Puslished on ISO.org | Clare Naden
The next time someone tells you “my job is killing me”, remember that it may not just be a figure of speech. Every 15 seconds, in the world, a worker dies from a work-related accident or disease, and 153 people experience a work-related injury. And now there’s new data that workplace accidents are on the rise, amounting to some 500 000 more injuries than just three short years ago.
''Every 15 seconds in the world, a worker dies from a work related accident or disease, and 153 people experience a work-related injury.''
According to recent calculations by the International Labour Organization (ILO), 2.78 million deaths occur due to work yearly. This means that, every day, almost 7 700 persons die of work-related diseases or injuries. In 2014, the figure was estimated to be only 2.3 million, a discrepancy that may be attributed to increasing life expectancy and new data utilized in recent calculations. Additionally, there are some 374 million non-fatal work-related injuries and illnesses each year, many of these resulting in extended absences from work. This paints a sober picture of the modern workplace – one where workers can suffer serious consequences as a result of simply “doing their job”.

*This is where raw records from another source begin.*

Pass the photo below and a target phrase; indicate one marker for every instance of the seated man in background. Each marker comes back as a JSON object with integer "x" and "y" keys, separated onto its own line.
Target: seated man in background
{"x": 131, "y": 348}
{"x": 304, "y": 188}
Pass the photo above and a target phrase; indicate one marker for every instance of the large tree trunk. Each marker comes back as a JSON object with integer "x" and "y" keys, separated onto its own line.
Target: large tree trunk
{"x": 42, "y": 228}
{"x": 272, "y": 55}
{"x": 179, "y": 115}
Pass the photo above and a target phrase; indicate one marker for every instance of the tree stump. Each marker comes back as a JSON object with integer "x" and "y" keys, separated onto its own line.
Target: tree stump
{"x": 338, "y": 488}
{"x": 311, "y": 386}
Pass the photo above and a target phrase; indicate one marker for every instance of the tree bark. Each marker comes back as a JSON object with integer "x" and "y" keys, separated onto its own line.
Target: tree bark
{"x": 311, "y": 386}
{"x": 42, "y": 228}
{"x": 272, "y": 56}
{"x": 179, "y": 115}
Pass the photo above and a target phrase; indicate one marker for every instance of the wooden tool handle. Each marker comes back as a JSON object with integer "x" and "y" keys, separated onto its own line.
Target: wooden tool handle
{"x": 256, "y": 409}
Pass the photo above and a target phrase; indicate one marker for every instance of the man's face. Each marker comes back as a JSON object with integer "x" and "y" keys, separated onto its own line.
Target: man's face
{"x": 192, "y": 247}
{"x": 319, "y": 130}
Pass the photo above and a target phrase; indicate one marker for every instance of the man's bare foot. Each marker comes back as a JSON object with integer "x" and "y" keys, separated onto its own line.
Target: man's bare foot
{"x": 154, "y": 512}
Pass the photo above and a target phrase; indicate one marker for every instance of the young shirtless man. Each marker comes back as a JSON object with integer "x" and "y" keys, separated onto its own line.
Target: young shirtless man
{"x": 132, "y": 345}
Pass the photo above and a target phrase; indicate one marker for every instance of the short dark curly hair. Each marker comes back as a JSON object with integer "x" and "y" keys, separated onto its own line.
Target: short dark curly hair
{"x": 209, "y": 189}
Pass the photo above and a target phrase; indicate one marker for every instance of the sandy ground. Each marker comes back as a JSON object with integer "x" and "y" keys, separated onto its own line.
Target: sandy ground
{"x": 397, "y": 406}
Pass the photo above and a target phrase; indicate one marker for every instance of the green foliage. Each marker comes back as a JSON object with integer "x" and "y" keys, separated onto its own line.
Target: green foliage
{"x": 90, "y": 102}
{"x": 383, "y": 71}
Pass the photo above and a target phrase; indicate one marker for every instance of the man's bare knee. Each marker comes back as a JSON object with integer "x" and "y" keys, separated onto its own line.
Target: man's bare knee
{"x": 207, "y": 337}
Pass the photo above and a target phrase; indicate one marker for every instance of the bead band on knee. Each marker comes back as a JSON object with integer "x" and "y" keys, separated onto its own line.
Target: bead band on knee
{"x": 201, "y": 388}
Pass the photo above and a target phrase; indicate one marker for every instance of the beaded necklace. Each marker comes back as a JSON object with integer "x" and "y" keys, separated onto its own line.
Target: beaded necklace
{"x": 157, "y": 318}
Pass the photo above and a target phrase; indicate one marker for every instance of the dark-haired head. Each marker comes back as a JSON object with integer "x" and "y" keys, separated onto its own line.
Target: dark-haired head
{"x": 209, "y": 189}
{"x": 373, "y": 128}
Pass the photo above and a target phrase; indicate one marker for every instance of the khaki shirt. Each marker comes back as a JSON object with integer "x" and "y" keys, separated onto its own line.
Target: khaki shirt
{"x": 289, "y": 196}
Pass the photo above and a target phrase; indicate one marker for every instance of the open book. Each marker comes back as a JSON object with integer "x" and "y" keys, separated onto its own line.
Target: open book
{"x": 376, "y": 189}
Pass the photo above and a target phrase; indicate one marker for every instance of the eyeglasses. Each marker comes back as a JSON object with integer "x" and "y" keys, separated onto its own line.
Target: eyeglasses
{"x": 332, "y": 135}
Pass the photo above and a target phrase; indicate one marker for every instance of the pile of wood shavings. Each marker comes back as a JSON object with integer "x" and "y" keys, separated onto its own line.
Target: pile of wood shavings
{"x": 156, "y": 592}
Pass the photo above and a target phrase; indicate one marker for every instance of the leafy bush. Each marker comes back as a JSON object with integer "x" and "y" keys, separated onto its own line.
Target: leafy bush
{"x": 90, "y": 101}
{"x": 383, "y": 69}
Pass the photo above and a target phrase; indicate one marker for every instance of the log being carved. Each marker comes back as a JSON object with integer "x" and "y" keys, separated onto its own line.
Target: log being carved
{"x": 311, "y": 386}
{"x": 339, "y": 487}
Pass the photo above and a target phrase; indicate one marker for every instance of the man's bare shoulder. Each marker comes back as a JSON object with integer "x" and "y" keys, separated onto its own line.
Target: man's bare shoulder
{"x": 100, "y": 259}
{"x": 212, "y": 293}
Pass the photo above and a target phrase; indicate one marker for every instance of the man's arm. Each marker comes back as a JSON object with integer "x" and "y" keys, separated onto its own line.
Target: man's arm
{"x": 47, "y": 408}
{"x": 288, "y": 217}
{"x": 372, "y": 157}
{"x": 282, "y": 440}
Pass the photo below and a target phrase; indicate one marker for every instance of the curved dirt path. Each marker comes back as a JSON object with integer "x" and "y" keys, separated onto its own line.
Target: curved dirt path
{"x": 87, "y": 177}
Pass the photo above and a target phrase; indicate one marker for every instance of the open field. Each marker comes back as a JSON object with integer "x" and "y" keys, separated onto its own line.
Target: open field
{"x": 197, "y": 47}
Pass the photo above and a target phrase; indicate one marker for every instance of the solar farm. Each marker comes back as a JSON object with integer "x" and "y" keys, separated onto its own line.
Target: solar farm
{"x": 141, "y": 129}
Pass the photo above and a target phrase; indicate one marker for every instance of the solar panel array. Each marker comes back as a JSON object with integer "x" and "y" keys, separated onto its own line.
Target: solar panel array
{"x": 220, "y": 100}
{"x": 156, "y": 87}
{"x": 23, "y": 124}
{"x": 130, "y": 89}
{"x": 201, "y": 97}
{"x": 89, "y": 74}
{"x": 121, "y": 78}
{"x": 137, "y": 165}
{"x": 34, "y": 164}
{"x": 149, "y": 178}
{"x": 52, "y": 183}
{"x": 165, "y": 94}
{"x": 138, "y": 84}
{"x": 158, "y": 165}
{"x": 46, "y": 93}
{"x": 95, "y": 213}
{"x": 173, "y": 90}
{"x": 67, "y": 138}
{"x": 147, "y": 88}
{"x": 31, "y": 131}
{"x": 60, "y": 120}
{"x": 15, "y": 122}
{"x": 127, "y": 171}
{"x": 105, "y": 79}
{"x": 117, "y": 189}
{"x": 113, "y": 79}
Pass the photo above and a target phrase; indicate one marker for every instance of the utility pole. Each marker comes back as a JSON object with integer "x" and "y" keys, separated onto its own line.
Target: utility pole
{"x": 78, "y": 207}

Along with a growing (and enormous) cost for workers and their families, occupational health and safety (OH&S) has staggering impacts on economic and social development. The United Nations agency unveiled estimates showing that, worldwide, the total cost of illnesses, injuries and deaths was 3.94 % of the global gross domestic product (GDP), or about USD 2.99 trillion, in direct and indirect costs of injuries and diseases.
But there’s more. The economic impact of failing to invest in worker safety and health is nearly equal to the combined GDP of the 130 poorest countries in the world. Indeed, the scale of the challenge is huge.